Classic regression models assume that these distributions p(y|x) are normal distributions.

What are the distributions p(y|x) when Y is a binary random variable?

Quiz 25. Name:__________________________________________

Regression models assume that Y is randomly sampled from (or produced by) distributions p(y|x).

Classic regression models assume that these distributions p(y|x) are normal distributions.

What are the distributions p(y|x) when Y is a nominal random variable?

Quiz 26. Name:__________________________________________

Regression models assume that Y is randomly sampled from (or produced by) distributions p(y|x).

Classic regression models assume that these distributions p(y|x) are normal distributions.

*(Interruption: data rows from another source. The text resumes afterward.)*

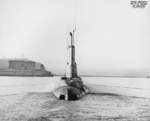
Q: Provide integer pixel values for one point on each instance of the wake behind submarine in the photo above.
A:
(73, 88)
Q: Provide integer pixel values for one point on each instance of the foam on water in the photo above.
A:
(45, 107)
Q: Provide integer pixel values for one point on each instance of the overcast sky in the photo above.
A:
(112, 37)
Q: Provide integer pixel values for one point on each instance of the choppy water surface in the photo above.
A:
(45, 107)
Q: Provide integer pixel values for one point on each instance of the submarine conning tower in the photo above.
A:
(73, 66)
(74, 88)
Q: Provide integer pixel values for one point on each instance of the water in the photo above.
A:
(24, 102)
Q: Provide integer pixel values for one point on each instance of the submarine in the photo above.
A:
(73, 87)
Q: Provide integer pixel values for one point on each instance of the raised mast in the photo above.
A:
(73, 65)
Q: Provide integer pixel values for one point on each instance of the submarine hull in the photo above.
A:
(68, 93)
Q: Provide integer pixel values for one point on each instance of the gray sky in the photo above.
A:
(111, 38)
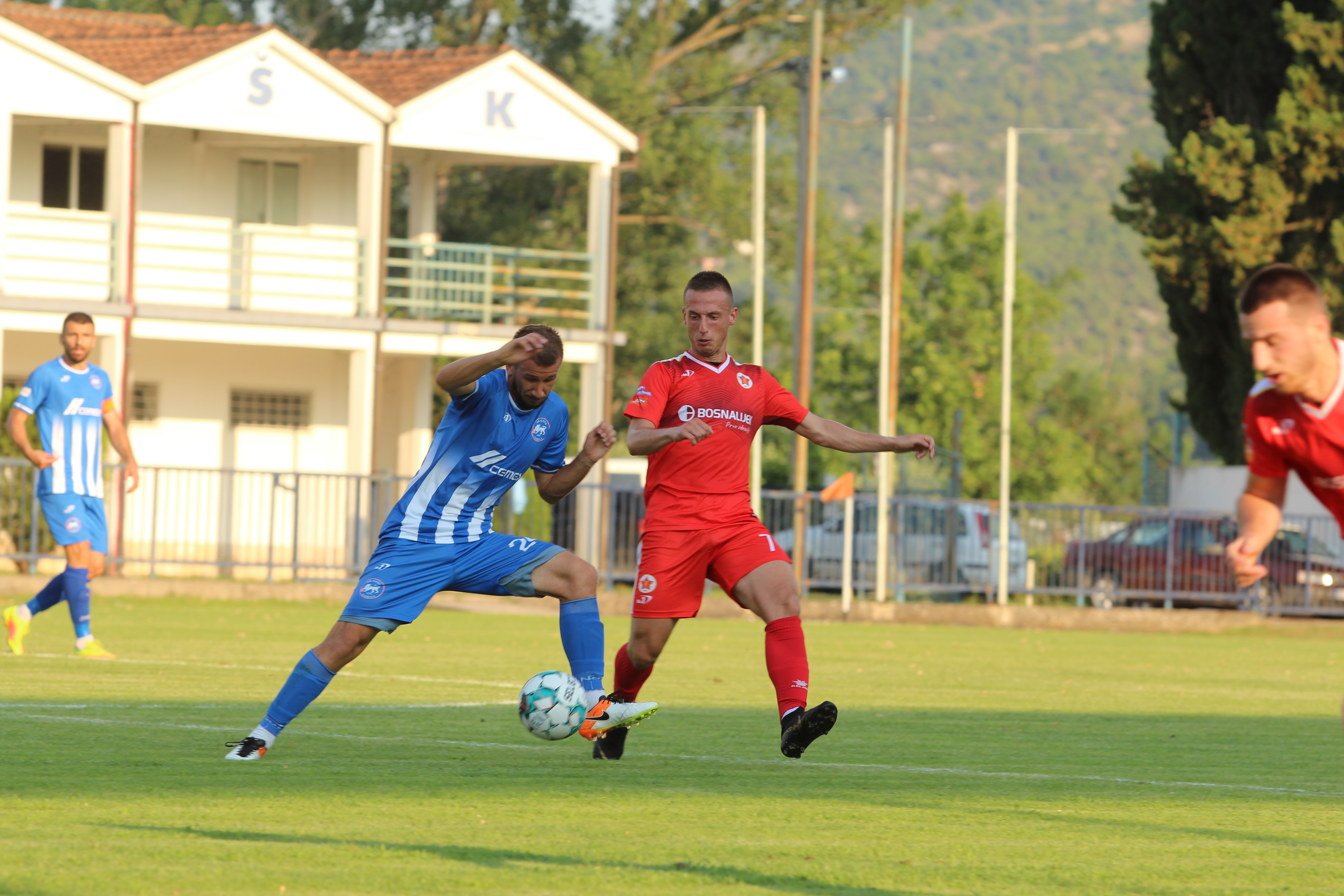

Suppose your dependent variable is Y = count of financial advisors a person has used in their life. The first 10 Y observations in your data set are: 0 0 0 3 0 1 1 1 0 1.

What distributions p(y|x) will you assume to produce Y in this case?

Quiz 27. Name:__________________________________________

Regression models assume that Y is randomly sampled from (or produced by) distributions p(y|x).

Classic regression models assume that these distributions p(y|x) are normal distributions.

Suppose your dependent variable is

Y = time waiting on the phone for customer service.

You will analyze these data using parametric survival analysis methods.

What distributions p(y|x) will you assume to produce Y in this case?

Quiz 28. Name:__________________________________________

Regression models assume that Y is randomly sampled from (or produced by) distributions p(y|x).

Classic regression models assume that these distributions p(y|x) are normal distributions.

What distributions p(y|x) will you assume to produce Y when you use a sample selection model?